Ø The cost-effectiveness and efficiency.

Ø Cost-utility.

Ø Cost-benefit.

b) Technical risk investigation: Technical risk is a major factor to be considered in the acquisition of refinery capabilities. While the application of developmental technology offers potentially significantly enhanced capability over existing systems, it can also lead to excessive delays and cost blow-outs. Example of that, is delivering on specification product to consumer (offspec quality et al.) and work is not delivering the right operation, maintenance and support to sustain the profitability of the operation. The technical risk analysis is aiming:

Ø To understand the origin and level of technical risk.

Ø To check that the project strategy and resources are appropriate to the level and type of technical risks. Also, propose how the identified issues will be managed.

c) Occupational risk investigation: in the refinery case there are three main tributaries of occupational risk. These are safety, environment and regulations.

Figure 7. Standard risk analysis procedure.

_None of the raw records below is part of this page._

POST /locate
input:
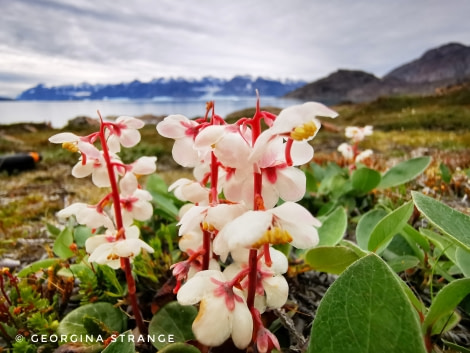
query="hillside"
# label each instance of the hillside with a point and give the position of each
(437, 68)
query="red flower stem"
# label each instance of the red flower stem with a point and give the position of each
(287, 152)
(3, 290)
(119, 224)
(257, 181)
(252, 278)
(206, 253)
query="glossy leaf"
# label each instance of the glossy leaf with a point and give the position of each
(111, 319)
(452, 222)
(404, 172)
(402, 263)
(123, 343)
(366, 310)
(366, 225)
(37, 266)
(390, 225)
(179, 348)
(331, 259)
(333, 227)
(462, 258)
(365, 179)
(173, 319)
(62, 244)
(445, 302)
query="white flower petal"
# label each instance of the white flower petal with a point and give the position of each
(276, 289)
(242, 323)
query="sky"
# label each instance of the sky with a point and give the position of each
(58, 42)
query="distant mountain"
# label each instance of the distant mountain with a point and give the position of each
(437, 68)
(334, 87)
(164, 88)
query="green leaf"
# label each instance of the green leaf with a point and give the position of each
(452, 222)
(52, 229)
(331, 259)
(173, 319)
(365, 179)
(446, 301)
(456, 347)
(111, 318)
(366, 310)
(366, 225)
(402, 263)
(333, 227)
(404, 172)
(62, 244)
(445, 173)
(123, 343)
(462, 258)
(390, 225)
(179, 348)
(37, 266)
(81, 234)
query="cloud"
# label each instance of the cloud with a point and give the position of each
(71, 41)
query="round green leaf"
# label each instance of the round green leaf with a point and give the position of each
(175, 320)
(124, 343)
(366, 225)
(365, 179)
(404, 172)
(333, 227)
(446, 301)
(331, 259)
(179, 348)
(38, 266)
(108, 317)
(387, 227)
(452, 222)
(402, 263)
(62, 244)
(366, 310)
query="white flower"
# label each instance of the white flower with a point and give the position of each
(364, 155)
(96, 166)
(272, 288)
(358, 134)
(106, 249)
(346, 150)
(287, 223)
(230, 146)
(135, 202)
(210, 217)
(299, 121)
(222, 311)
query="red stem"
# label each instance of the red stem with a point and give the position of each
(119, 224)
(252, 278)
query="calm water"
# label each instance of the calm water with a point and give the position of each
(59, 113)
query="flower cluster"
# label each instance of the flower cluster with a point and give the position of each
(114, 215)
(232, 269)
(350, 151)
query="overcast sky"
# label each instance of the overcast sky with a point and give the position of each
(109, 41)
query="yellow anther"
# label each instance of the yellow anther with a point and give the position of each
(274, 236)
(304, 131)
(208, 227)
(70, 146)
(112, 257)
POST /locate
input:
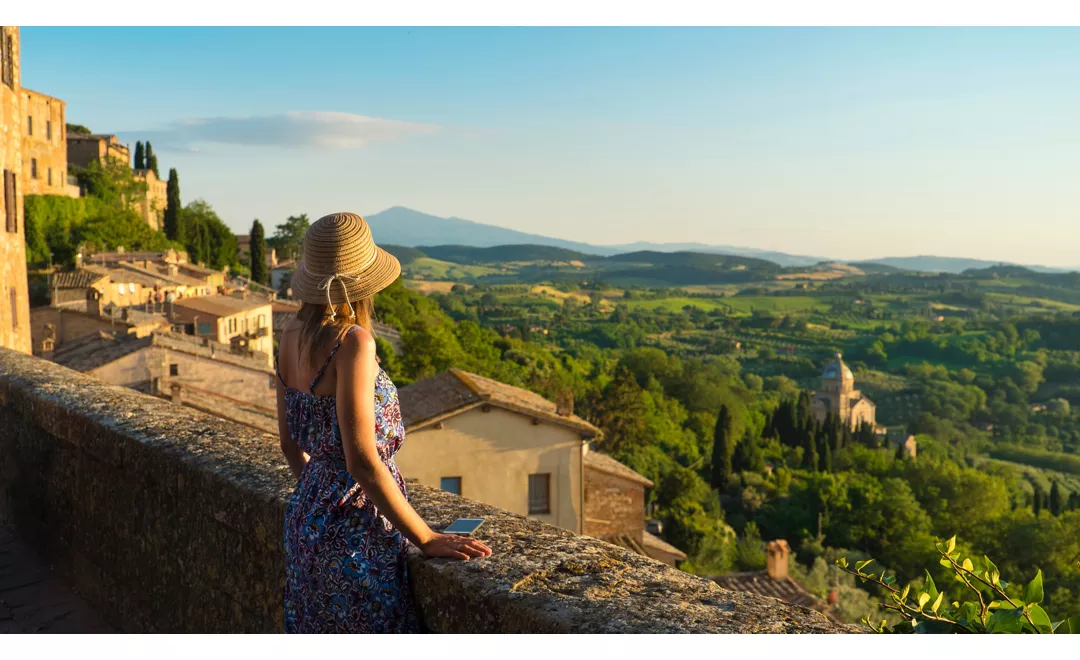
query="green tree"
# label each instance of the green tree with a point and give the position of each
(258, 253)
(207, 239)
(173, 227)
(151, 160)
(621, 413)
(288, 237)
(1056, 499)
(723, 452)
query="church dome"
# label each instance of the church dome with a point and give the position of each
(838, 371)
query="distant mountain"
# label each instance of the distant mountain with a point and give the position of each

2) Risk response plan: after identifying the risk from erstwhile process, the risk response plan is prepared. The reason why the risk response planning is an independent process from risk analysis because they have different objectives [32]. The aim of the risk response planning is to develop options and determine actions to enhance opportunities and minimize threats to system objectives. Also, it should assign responsibility to individuals or parties for each risk response. As an output of the plan, the plan should describe the types of incidents or crisis situations in which it will need to be used. It should outline the actions that need to be taken to limit the losses.

3) Risk monitoring and control: this process in general is aiming to Keep track of the identified risks and identify new risks arising during the development and the operation of support system. Usually there is more than one method of risk control for a particular problem [33]. In the SSE model is about the risk associated with the 3Ps’ elements and how the surrounding environment (E) could contribute to that.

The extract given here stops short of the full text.